The document format will need to be binned eventually. I need to work with industry on a profile definition for SEV-SNP and TDX launch measurements, but the landscape is changing quickly.


The document we sign is something I designed in 2022 before I had been knee deep in code signing and IETF working group responsibilities for a long time. It’s a little embarrassing how bad it is, but it gets the job done. Our crypto department signed of on the format as secure, but it does violate a common principle. The document should not require parsing in order to verify its signature, but it does. It’s not egregious, since it uses protocol buffers for parsing, so it’s very heavily tested, but still.

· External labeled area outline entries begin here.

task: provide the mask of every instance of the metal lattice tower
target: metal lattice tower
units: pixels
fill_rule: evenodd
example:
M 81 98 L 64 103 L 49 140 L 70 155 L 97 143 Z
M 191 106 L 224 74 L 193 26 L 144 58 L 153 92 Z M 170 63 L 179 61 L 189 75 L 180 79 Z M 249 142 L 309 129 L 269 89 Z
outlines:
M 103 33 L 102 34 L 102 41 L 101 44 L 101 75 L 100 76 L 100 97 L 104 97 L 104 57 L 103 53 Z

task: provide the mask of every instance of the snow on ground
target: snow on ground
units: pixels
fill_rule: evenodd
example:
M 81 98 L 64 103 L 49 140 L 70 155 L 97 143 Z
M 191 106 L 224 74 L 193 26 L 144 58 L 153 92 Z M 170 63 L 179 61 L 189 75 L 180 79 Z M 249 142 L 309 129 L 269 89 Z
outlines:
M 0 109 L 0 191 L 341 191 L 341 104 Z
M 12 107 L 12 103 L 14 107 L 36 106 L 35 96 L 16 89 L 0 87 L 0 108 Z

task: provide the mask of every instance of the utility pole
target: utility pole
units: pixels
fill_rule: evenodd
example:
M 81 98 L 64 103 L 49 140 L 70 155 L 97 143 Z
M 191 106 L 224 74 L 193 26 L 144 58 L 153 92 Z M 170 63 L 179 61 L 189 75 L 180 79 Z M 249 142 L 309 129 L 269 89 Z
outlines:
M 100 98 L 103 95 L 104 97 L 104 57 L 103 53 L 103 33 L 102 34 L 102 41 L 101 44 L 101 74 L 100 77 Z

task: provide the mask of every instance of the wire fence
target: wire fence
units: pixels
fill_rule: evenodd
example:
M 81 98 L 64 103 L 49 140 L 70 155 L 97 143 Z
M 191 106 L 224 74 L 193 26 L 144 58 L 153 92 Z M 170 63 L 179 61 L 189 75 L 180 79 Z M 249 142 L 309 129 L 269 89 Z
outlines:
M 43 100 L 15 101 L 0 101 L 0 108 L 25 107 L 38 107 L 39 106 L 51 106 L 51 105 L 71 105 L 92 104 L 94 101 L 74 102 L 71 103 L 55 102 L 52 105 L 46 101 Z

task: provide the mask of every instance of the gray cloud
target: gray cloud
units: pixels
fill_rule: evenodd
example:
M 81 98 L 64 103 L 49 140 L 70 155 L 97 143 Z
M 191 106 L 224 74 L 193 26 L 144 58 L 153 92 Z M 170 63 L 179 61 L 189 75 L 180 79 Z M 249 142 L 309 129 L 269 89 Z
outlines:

Why is this bad practice? For one, parsers are responsible for understanding untrusted data, and thus need to be very well-designed and tested to prevent attacks on a system. Say you trust your parser unquestioningly, why else is signing the key certificate bad practice? Suppose you have a key that you use for a while. You can then assign that key a unique identifier separate from its certificate and only include the key’s identifier in the signed contents. You are then free to deliver the key’s certificate in some unsigned header. A key’s use can outlast its certificate, so if you need to issue another certificate for the same key, you can do so without affecting the verifiability of documents signed with that key. Luckily for me, we rotate our signing keys essentially every release and therefore have no need for such a use case.

It is the key identity’s separation from the key’s certificate that gives rise to the notion of a “signing envelope format”. The envelope has generic ways of representing

  • unprotected headers: data that can be independently verified or is otherwise not security-relevant
  • protected headers: data that is included in the signed payload in a documented deterministic manner which is relavent to the security of the message but is not the primary message itself
  • payload: data that is meant to be protected by the signature
  • signature: the representation of the signature of the protected headers and payload.

This envelope concept is captured in COSE, a CBOR representation of a signing envelope.